For critical pipelines, several extra TaskManagers can be provisioned.

For example, if a pipeline application has a parallelism of 8, and it is assigned with 9 TaskManagers, then only 8 TaskManagers will be used to process the data.
The 9th is on standby until one of the 8 active TaskManagers fails.
To take advantage of this setup, it is recommended to set a shorter time interval within the Flink restart strategy.
If one of the active TaskManagers fails, the pipeline will quickly select the TaskManager already available to continue processing the data,
rather than retrying and waiting for a new TaskManager.

For more information on restart strategies and stream application parallelism, see the following guides:

Enable high availability option for stream pipelines

The Flink JobManager coordinates the scheduling and resource management for each stream pipeline.
By default, a single JobManager is created for each pipeline.
This creates a single point of failure - if the JobManager crashes, the running pipeline fails.

To prevent this from happening, enable the high availability option of the Flink JobManager.
It reduces processing downtime to near zero and is beneficial for time-sensitive stream data processing applications.
When high availability is enabled, another JobManager is used as a standby for the pipeline.
These multiple JobManagers are managed by ZooKeeper, which coordinates leader selection and pipeline state.
This second JobManager is deployed in a different availability zone to the first.
If the primary JobManager fails, the standby JobManager quickly takes over and the pipeline continues to run.
The failed primary JobManager is also restarted, and it becomes the new standby JobManager to reestablish high availability to protect against future failures.

The option to enable High Availability is available during the Activate,
Resume, and Upgrade operations.

Please note that enabling this feature introduces additional cost for the additional resources.
These additional resources required to run a stream pipeline JobManager with high availability are:

Resources for the second JobManager (same size as the first one).
Resources for the ZooKeeper: 1.5 CPU and 1.5 GB of RAM.

The cost of these additional resources is added to the original cost of the pipeline.

More information is available in the Apache Flink documentation on high availability.

Enable multi-region setup for pipelines

For both batch and stream pipelines that require minimum downtime in the event of a primary region failure, the pipeline
can be configured with the multi-region option so that if the primary region fails, the pipeline is automatically transferred to the secondary region.

The running pipelines are restarted in the secondary region and the non-running pipelines are transferred as they are.
When the primary region is alive again, the pipelines are transferred back to it with the same care.

For example, if the primary region fails, an On-demand (Run now) batch pipeline in the Running state is automatically reactivated in the secondary region.
However, a Failed On-demand batch pipeline needs to be manually reactivated.

For a batch pipeline, the Spark history details are also transferred during a region failure.

Note

Additional cost for multi-region setup
The transfer of the pipeline state between two regions is billed as part of Pipeline I/O.

To enable multi-region setup, make sure that the following settings are configured:

For a pipeline to work successfully in the secondary region, the input and output catalogs used by the pipeline must be available in the secondary region.
For a stream pipeline to successfully utilize the multi-region option, it's important to enable checkpointing within the application code
to allow Flink to take periodic savepoints while running the pipeline in the primary region.

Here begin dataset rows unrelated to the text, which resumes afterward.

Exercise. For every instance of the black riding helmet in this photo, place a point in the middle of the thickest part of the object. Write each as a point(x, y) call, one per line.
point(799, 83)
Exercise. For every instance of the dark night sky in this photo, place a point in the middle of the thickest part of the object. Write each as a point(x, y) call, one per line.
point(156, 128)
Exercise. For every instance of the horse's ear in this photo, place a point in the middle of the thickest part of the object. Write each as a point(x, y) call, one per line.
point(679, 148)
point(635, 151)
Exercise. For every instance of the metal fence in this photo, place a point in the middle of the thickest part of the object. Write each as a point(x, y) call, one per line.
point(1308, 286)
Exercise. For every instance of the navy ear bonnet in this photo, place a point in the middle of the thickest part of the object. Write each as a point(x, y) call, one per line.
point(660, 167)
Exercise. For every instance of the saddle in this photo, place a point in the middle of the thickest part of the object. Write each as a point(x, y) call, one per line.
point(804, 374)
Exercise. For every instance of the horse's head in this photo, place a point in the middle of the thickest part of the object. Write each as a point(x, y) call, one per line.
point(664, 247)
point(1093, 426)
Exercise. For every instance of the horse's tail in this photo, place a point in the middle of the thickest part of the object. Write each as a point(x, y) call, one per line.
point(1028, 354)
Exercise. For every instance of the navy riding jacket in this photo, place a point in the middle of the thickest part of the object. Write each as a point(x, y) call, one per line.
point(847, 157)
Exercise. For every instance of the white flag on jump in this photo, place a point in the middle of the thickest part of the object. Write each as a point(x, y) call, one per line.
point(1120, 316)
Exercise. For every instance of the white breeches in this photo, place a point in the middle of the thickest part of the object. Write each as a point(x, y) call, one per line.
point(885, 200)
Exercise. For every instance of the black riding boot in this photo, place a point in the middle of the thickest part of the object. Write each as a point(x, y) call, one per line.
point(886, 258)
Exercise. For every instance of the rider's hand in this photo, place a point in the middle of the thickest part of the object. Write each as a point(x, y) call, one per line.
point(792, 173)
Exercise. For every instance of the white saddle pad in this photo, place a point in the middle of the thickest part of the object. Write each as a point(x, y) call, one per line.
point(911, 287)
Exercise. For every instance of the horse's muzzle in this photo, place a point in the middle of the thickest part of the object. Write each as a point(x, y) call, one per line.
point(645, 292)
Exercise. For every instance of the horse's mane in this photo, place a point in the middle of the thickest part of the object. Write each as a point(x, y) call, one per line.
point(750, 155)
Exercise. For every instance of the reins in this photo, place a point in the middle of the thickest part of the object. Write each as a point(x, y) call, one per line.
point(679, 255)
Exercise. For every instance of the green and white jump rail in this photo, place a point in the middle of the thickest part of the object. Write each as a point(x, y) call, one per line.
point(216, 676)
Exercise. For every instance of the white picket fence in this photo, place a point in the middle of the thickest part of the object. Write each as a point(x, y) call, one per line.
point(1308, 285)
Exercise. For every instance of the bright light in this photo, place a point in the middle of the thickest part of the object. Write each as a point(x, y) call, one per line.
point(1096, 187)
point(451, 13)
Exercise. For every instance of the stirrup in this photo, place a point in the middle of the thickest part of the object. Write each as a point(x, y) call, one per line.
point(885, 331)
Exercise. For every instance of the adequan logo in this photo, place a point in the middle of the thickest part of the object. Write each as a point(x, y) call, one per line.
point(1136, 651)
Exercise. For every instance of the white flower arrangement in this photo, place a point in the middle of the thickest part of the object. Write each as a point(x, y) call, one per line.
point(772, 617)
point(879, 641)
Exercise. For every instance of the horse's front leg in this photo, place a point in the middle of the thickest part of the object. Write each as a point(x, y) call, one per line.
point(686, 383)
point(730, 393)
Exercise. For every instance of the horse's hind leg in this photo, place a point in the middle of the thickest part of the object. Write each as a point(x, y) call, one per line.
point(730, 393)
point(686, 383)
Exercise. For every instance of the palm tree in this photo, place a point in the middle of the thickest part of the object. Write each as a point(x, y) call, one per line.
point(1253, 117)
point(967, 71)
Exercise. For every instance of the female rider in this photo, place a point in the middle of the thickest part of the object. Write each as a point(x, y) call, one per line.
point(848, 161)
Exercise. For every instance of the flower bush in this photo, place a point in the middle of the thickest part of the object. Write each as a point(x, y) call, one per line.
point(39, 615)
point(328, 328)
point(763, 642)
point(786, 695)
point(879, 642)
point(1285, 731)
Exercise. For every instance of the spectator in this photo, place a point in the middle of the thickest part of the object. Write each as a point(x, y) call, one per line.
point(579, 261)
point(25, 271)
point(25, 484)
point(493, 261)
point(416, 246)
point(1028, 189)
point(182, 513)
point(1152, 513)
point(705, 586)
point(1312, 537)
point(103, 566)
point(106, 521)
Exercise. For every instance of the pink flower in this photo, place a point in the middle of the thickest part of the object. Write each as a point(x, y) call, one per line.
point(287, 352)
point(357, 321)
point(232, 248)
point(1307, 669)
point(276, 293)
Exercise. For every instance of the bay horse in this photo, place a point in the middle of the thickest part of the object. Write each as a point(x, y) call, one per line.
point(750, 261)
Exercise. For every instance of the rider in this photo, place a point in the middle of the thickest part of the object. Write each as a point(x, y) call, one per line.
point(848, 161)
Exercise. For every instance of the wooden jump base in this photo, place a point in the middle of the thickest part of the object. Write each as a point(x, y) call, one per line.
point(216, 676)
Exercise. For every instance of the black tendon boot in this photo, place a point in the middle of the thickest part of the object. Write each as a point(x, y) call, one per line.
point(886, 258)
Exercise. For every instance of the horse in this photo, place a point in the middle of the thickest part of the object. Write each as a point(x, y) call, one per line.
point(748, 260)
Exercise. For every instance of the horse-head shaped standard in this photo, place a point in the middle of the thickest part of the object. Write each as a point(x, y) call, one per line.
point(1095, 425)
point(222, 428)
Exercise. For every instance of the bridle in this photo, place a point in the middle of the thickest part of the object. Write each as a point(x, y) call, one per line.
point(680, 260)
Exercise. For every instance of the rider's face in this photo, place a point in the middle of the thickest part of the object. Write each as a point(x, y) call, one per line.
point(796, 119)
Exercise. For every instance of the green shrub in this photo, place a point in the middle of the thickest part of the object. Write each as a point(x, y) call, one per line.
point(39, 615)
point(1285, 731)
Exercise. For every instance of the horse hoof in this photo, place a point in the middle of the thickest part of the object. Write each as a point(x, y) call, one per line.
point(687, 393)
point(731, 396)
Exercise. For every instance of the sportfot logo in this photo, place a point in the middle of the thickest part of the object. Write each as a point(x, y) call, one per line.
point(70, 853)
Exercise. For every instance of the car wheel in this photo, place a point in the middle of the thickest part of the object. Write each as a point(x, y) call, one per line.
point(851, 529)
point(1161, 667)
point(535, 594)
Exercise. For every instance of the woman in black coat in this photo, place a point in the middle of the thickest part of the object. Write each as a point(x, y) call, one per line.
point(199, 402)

When the primary region fails,
the last available savepoint is used to restart the pipeline in the secondary region. For more information on checkpointing and savepoints,
see the Enable checkpointing for stream pipelines chapter.

Without a multi-region setup, your pipelines are vulnerable to downtime if the primary region experiences a failure.
This can result in operational disruptions, impacting overall pipeline reliability and performance.